14 "Mangal"

4.7K 257 14
                                    

Selamün Aleyküm...

Oy ve yorum yapmayı unutmayın lütfen.

Keyifli Okumalar...

🕊️

"FİGAR-14. Bölüm" Sunar...

🕊️

Oops! Bu görüntü içerik kurallarımıza uymuyor. Yayımlamaya devam etmek için görüntüyü kaldırmayı ya da başka bir görüntü yüklemeyi deneyin.

🕊️

Sabah güneşi ormanı kaplamıştı. Bütün ihtişamıyla gözlerimi kamaştırıyordu. Çadırın önündeki bir ağaç kabuğunun üstüne oturmuştum. Bugün herkesten erken kalkmış olmanın bir huzursuzluğu vardı. Fakat sadece bu değil gördüğüm rüyaların da verdiği bir rahatsızlığı görmezden gelemezdim. Gördüğüm rüyadan sonra kalkınca art arda yutkunmuştum. İçimdeki nefes beni boğmak ister gibiydi. Sadece bir rüyanın beni bu kadar etkilemesi garipti. Zaten bu okula başladığımdan beri sürekli farklı rüyalar görüyordum. Bazen sadece kısa kısa görürken bazen de çocuğun hıçkırıklarını dinliyordum. Bu çocuğun kim olduğunu öğrenmek isteyen yanım bana sürekli onu hatırlatıyordu.

Rüyamdaki çocuğun başını dizlerine gömerek ağlama sahnesi sürekli o kulübede Demir'i gördüğüm o ana gidiyordu. Belki de benzetiyorum. Ama gerçekten benziyordu. Sanki ikisinin de hıçkırıkları birbiriyle aynı. İçimdeki huzursuzluğu ve bilinmezliği geçirmek için derin içli bir nefes çektim. Bol bol dua edip namaz kılmalıydım. Allah'a sığınmak her zaman bana huzur verirken o çocuğa da bu huzuru nasip etmesi için ellerimi açmalıydım. Allah'ı izniyle hayızım bittikten sonra bol bol kuran okuyacaktım. Bunu aklıma not ettim.

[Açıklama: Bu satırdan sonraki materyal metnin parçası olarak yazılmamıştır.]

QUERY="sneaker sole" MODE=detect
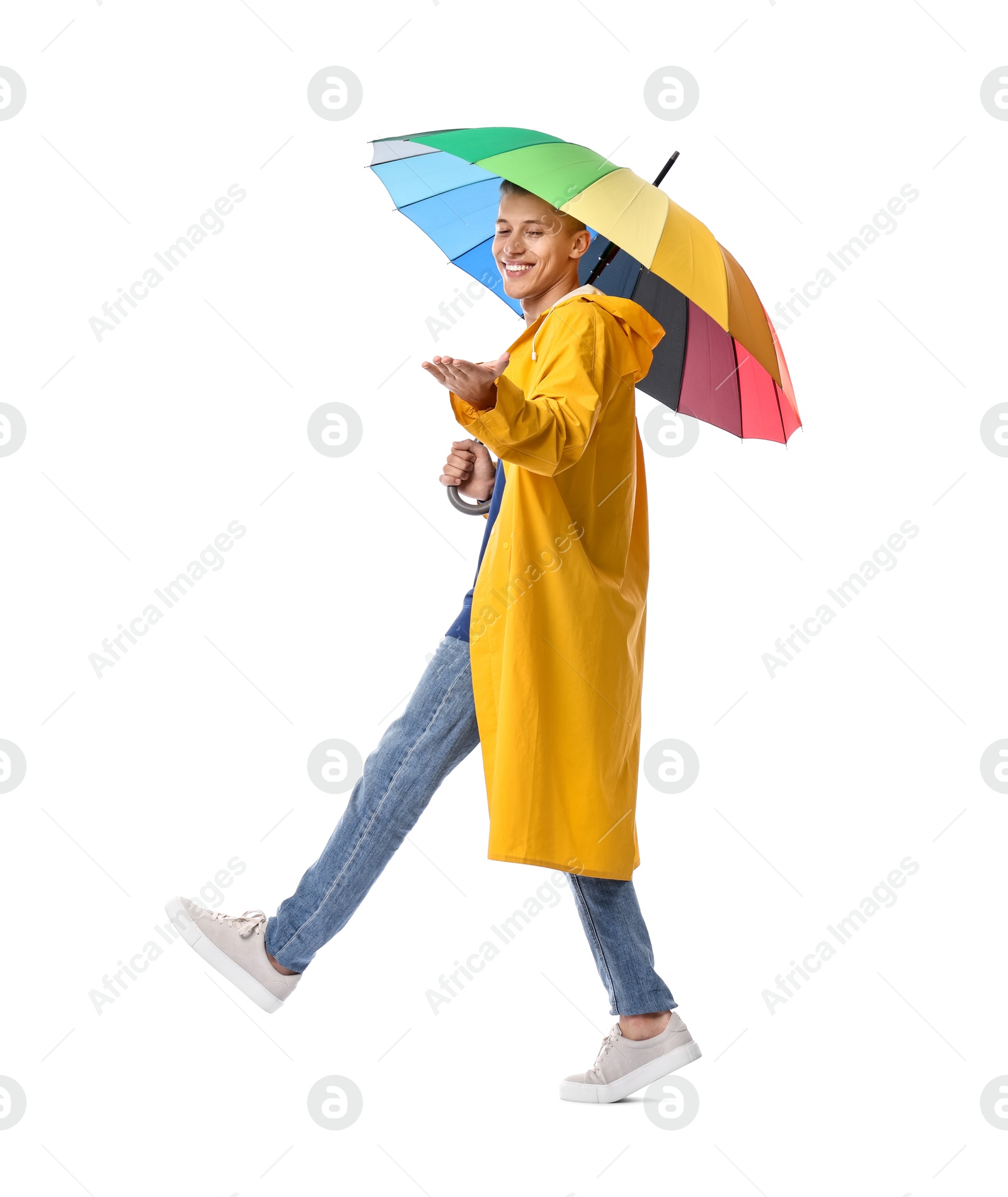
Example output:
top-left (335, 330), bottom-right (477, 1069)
top-left (164, 898), bottom-right (284, 1014)
top-left (560, 1039), bottom-right (702, 1104)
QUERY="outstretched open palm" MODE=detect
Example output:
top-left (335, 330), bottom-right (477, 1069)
top-left (420, 353), bottom-right (511, 411)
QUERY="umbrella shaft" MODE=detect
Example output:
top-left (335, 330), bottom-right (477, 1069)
top-left (576, 150), bottom-right (679, 286)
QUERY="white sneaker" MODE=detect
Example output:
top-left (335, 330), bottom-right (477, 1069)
top-left (164, 898), bottom-right (302, 1014)
top-left (560, 1011), bottom-right (701, 1101)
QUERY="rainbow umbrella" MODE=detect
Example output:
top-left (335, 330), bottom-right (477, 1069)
top-left (371, 127), bottom-right (801, 444)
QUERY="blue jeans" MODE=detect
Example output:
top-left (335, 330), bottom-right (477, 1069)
top-left (266, 636), bottom-right (675, 1014)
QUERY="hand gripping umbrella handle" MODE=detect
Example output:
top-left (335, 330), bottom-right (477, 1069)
top-left (448, 486), bottom-right (490, 516)
top-left (448, 440), bottom-right (490, 516)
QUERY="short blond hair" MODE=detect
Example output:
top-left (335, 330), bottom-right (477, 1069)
top-left (500, 178), bottom-right (588, 232)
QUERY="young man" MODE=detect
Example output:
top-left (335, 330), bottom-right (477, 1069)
top-left (166, 182), bottom-right (701, 1101)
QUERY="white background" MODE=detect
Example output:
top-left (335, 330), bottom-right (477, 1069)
top-left (0, 0), bottom-right (1008, 1197)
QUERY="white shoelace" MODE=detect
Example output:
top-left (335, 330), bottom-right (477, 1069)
top-left (592, 1022), bottom-right (622, 1072)
top-left (207, 910), bottom-right (266, 940)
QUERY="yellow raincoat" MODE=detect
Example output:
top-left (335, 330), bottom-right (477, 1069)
top-left (451, 287), bottom-right (665, 881)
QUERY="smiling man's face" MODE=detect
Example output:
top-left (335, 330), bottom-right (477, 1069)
top-left (493, 194), bottom-right (592, 299)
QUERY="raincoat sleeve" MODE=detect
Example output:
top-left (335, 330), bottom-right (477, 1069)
top-left (451, 303), bottom-right (608, 476)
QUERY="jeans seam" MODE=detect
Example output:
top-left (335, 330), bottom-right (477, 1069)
top-left (570, 873), bottom-right (619, 1014)
top-left (269, 661), bottom-right (468, 952)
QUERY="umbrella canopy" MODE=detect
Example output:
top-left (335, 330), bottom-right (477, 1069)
top-left (371, 127), bottom-right (801, 444)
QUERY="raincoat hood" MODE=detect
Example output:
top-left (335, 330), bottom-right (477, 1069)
top-left (529, 286), bottom-right (665, 371)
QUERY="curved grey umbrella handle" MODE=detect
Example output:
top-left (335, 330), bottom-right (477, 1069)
top-left (448, 486), bottom-right (490, 516)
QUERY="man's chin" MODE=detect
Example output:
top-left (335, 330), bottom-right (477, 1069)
top-left (500, 272), bottom-right (535, 299)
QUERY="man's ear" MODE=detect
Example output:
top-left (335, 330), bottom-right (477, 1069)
top-left (571, 229), bottom-right (592, 258)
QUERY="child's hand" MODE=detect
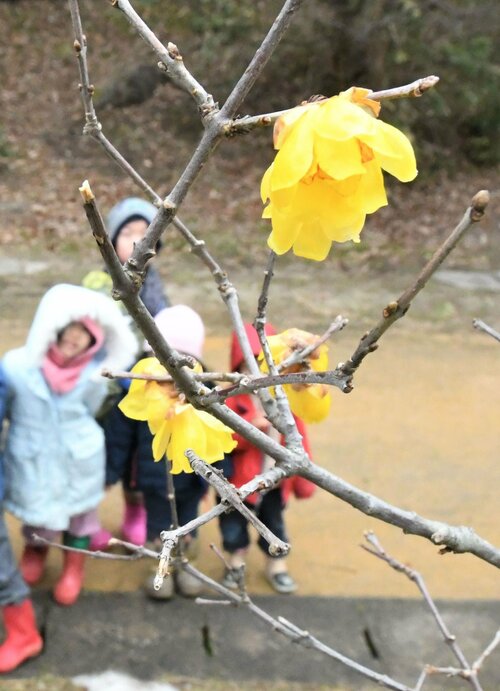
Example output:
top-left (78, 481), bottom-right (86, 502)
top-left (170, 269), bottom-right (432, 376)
top-left (252, 415), bottom-right (271, 432)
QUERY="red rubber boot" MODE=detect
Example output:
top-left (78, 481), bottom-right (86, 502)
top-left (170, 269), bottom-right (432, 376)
top-left (54, 552), bottom-right (85, 606)
top-left (19, 545), bottom-right (49, 585)
top-left (121, 502), bottom-right (146, 545)
top-left (0, 599), bottom-right (43, 674)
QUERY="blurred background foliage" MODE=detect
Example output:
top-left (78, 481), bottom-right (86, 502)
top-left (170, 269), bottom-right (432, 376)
top-left (112, 0), bottom-right (500, 169)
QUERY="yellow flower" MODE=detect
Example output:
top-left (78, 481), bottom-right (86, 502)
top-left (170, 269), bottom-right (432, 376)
top-left (261, 87), bottom-right (417, 261)
top-left (118, 357), bottom-right (236, 474)
top-left (259, 329), bottom-right (331, 423)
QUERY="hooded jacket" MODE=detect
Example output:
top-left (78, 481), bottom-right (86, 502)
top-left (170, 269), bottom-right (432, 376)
top-left (0, 284), bottom-right (137, 530)
top-left (226, 324), bottom-right (315, 505)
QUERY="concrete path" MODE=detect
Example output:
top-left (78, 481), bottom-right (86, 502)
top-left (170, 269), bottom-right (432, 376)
top-left (0, 592), bottom-right (500, 691)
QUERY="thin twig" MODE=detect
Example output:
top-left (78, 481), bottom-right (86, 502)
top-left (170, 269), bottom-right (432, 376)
top-left (220, 0), bottom-right (304, 121)
top-left (339, 190), bottom-right (489, 375)
top-left (362, 530), bottom-right (482, 691)
top-left (224, 75), bottom-right (439, 137)
top-left (254, 250), bottom-right (302, 448)
top-left (185, 449), bottom-right (290, 556)
top-left (472, 319), bottom-right (500, 341)
top-left (277, 314), bottom-right (349, 372)
top-left (32, 533), bottom-right (153, 561)
top-left (113, 0), bottom-right (217, 118)
top-left (183, 564), bottom-right (412, 691)
top-left (472, 629), bottom-right (500, 671)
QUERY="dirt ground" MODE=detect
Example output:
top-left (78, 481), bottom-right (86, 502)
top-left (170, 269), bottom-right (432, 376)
top-left (0, 246), bottom-right (500, 599)
top-left (0, 2), bottom-right (500, 612)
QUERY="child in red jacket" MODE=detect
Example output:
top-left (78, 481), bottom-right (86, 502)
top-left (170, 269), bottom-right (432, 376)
top-left (219, 324), bottom-right (315, 593)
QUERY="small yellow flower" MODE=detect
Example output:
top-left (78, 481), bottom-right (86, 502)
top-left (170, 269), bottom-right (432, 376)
top-left (118, 357), bottom-right (236, 474)
top-left (261, 87), bottom-right (417, 261)
top-left (259, 329), bottom-right (331, 423)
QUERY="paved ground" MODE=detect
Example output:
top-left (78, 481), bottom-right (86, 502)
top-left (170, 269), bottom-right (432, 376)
top-left (0, 258), bottom-right (500, 690)
top-left (0, 592), bottom-right (500, 691)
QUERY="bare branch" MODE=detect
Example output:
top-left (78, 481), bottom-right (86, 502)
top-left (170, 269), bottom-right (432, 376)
top-left (472, 319), bottom-right (500, 341)
top-left (221, 0), bottom-right (303, 120)
top-left (113, 0), bottom-right (218, 118)
top-left (185, 449), bottom-right (290, 556)
top-left (298, 463), bottom-right (500, 568)
top-left (277, 314), bottom-right (349, 372)
top-left (472, 629), bottom-right (500, 671)
top-left (254, 250), bottom-right (302, 448)
top-left (183, 564), bottom-right (412, 691)
top-left (339, 190), bottom-right (489, 382)
top-left (362, 530), bottom-right (482, 691)
top-left (224, 75), bottom-right (439, 137)
top-left (368, 74), bottom-right (439, 101)
top-left (31, 533), bottom-right (153, 561)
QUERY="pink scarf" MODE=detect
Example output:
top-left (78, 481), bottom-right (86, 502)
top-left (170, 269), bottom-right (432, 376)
top-left (41, 317), bottom-right (104, 394)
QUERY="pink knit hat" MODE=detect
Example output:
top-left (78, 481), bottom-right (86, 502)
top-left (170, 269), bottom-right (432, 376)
top-left (144, 305), bottom-right (205, 360)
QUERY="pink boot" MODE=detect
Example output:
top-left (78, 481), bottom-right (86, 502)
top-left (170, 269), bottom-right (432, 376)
top-left (54, 552), bottom-right (85, 605)
top-left (89, 528), bottom-right (113, 552)
top-left (121, 504), bottom-right (146, 545)
top-left (0, 599), bottom-right (43, 674)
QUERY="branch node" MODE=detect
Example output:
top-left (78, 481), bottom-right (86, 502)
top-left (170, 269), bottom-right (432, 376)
top-left (382, 300), bottom-right (399, 319)
top-left (162, 199), bottom-right (175, 211)
top-left (470, 190), bottom-right (490, 223)
top-left (78, 180), bottom-right (95, 204)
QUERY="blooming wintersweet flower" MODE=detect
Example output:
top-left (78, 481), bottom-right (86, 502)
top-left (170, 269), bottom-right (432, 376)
top-left (261, 87), bottom-right (417, 261)
top-left (259, 329), bottom-right (331, 423)
top-left (118, 357), bottom-right (236, 474)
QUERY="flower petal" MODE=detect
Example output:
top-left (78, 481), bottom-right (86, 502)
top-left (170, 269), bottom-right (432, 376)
top-left (314, 136), bottom-right (365, 180)
top-left (270, 113), bottom-right (314, 192)
top-left (293, 221), bottom-right (332, 262)
top-left (360, 120), bottom-right (418, 182)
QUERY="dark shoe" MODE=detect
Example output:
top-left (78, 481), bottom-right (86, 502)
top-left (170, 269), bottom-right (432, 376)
top-left (266, 571), bottom-right (297, 594)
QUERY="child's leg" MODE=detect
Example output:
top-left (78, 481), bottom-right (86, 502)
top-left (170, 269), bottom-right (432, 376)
top-left (54, 509), bottom-right (98, 605)
top-left (19, 525), bottom-right (59, 585)
top-left (257, 487), bottom-right (297, 593)
top-left (175, 490), bottom-right (205, 597)
top-left (120, 456), bottom-right (147, 545)
top-left (0, 511), bottom-right (30, 607)
top-left (219, 511), bottom-right (250, 590)
top-left (0, 507), bottom-right (43, 674)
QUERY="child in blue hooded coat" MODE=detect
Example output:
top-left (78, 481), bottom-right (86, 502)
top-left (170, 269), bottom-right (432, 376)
top-left (104, 305), bottom-right (207, 600)
top-left (1, 284), bottom-right (137, 605)
top-left (83, 197), bottom-right (170, 550)
top-left (0, 364), bottom-right (43, 674)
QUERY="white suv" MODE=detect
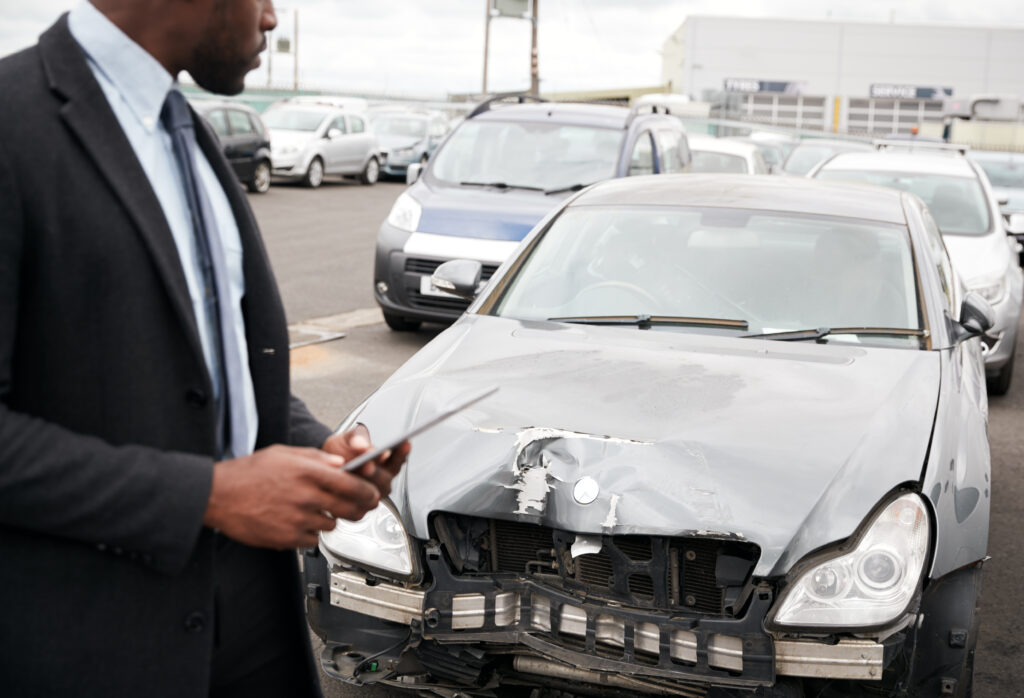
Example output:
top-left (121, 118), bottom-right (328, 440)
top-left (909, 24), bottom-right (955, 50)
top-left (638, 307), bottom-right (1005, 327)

Sol tarafımdan gelen çalı sesiyle irkilerek o tarafa döndüm. Gelen Mert'ti. Beni bulmuş olmasının verdiği gülümsemeyle yanıma geldi. İki elini cebine sokmuştu. Üstünde mavi sweatshirt altında da siyah eşofman altı vardı. Yeni kalkmış olmalıydı. "Günaydın."

Önümde ayakta duran Mert'e tebessüm ettim. "Günaydın."

Gülümsememle o da gülümsemesini büyütüp, benim aksime çimlerin üstüne oturdu. İki elini dizine dayayarak etrafı süzdükten sonra bana baktı. O sırada bende çevreyi izliyordum. Tek tük insanlar çadırdan çıkmaya başlamıştı.

"Ne yapıyorsun burada tek başına?"

"Bugün biraz erken kalktım, iyi gelir diye kafa dinlemek istedim."
Onaylayan sesler çıkardı. "Ormanlık yerlerde kafa dinlemek çok güzel gerçekten."

Mert sözlerinden sonra aramıza giren telefon sesiyle 'affedersin' diyerek fermuarlı cebini açtı. İçinden telefonu alarak arayana baktı. Kaşlarını hafif çatmıştı.

"Efendim."

"Fark etmez, siz ayarlayın."

" Ben gelemem işlerim var, biliyorsun."

"Tamam , bana haber vermeyi unutmayın."

Telefonu kapattıktan sonra bir müddet yere bakarak kilitlenmişti. Derin düşüncelere dalmış gibiydi. Bir an huzursuz olarak kıpırdandım. O anda beni fark ederek kaşlarını çatmayı bıraktı ve bana döndü. "Durgun görünüyorsun Berfin, yardım edebileceğim bir şey varsa eğer?" Yorgun halimi yanlış anlamış olan Mert'e bakarak kafamı iki yana salladım. "Yok yok bir sorun yok merak etme. Ben biraz yorgun hissediyorum bugün." Geçiştirerek konuşmama gülümseyerek karşılık verdi. Hatta garip bir şekilde sol yanağında daha yeni fark ettiğim gamzesi çıkmıştı. Bu kadar komik gelen şeyi çok merak etmiştim.